November 4, 2015 Maybe I should Have Taken Notes???

Today has been a good day.  I really do have more good days than bad these days.

I am enjoying writing my novel and have ideas of weaving some of my favorite themes in through it, but who knows.

I met with another angel mom today for coffee.  But before we were angel moms we were friends. It was nice to visit with her.  We are both writing books about our experiences.  I find it interesting that we both lost our sons, but we lost them in different ways.  Mine was killed on a motorcycle; her's took his own life.  We still grieve, but our grief manifests differently.  And beyond that, I have other friends who have lost their children to suicide and still the way they grieve is different than the friend i met today.  I have talked to several women about the loss of their children and there is one thing we all have in common, that is that we all grieve differently.  There is no real clear course on the journey of grief.  There are so many things that play into how we grieve:  the relationship we had with our child, the way our child was lost, the age of our child, our faith or lack their of, what tools we already had in our tool chest, the support system we have around us.  All of these things, and more, help guide us along our journeys.

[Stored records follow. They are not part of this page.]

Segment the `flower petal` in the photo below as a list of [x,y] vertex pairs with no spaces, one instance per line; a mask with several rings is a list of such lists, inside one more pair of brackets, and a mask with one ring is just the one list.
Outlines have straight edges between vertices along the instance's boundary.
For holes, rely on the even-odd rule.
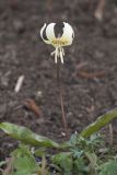
[[70,24],[63,22],[65,24],[65,27],[63,27],[63,34],[61,36],[60,39],[66,39],[68,44],[66,45],[71,45],[72,44],[72,40],[74,38],[74,31],[73,28],[71,27]]
[[55,31],[54,31],[55,25],[56,25],[56,23],[50,23],[50,24],[48,24],[48,26],[46,28],[46,36],[49,42],[52,42],[56,39]]
[[[46,27],[47,27],[47,24],[45,23],[44,26],[43,26],[42,30],[40,30],[40,37],[42,37],[42,39],[43,39],[46,44],[51,44],[51,43],[48,40],[47,36],[46,36]],[[45,34],[45,36],[44,36],[44,34]]]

There is also a common thread among angel moms that doesn't really get talked about.  No one should ever compare their grief to another person.  People in the same family will grieve differently over the same death.  That is because each person had an individual relationship with the loved one who died.  Moms and Dads will grieve differently and sometimes might not even understand why the other grieves the way that they do, and sometimes that lends itself to comparing and might even have one saying, "You don't understand.  You have no right to grieve that way."  I know that sounds harsh, but after talking to several people, this seems to be common.  I think we moms have this feeling like "we carried this child in our womb for 9 months.  We felt the kicks deep inside.  We felt the hiccups.  We were uncomfortable.  This child was PART of me."  But that doesn't make our grief any more important than the husbands.  Nor does it invalidate the grief of he husband or partner who didn' carry the child. And what about adoptive parents who were excitedly waiting for the birth of their child only to have that child not survive birth.  That adoptive parent still had hopes, dreams and even love for that child.  They still need to grieve.  No one can tell you that you are not allowed to grieve and no one is allowed to tell you HOW to grieve or when grief should stop.

This coffee date with my friend Randy was eye opening, and I wish I had taken notes on what I thought about.

The other thing I wish I had taken notes on are the quotes used in Yoga tonight.  Nate and i finally made it to yoga tonight.  We have been talking about it for months it seems.  We finally made it, and the quotes the instructor read were amazing and so on point for my thought process lately.  *sigh*  Oh well.  What can I do.  I guess I could have stayed around until she came out an asked here for the quotes, but I didn't.  I wish my brain wasn't an in one ear out the other kind of brain.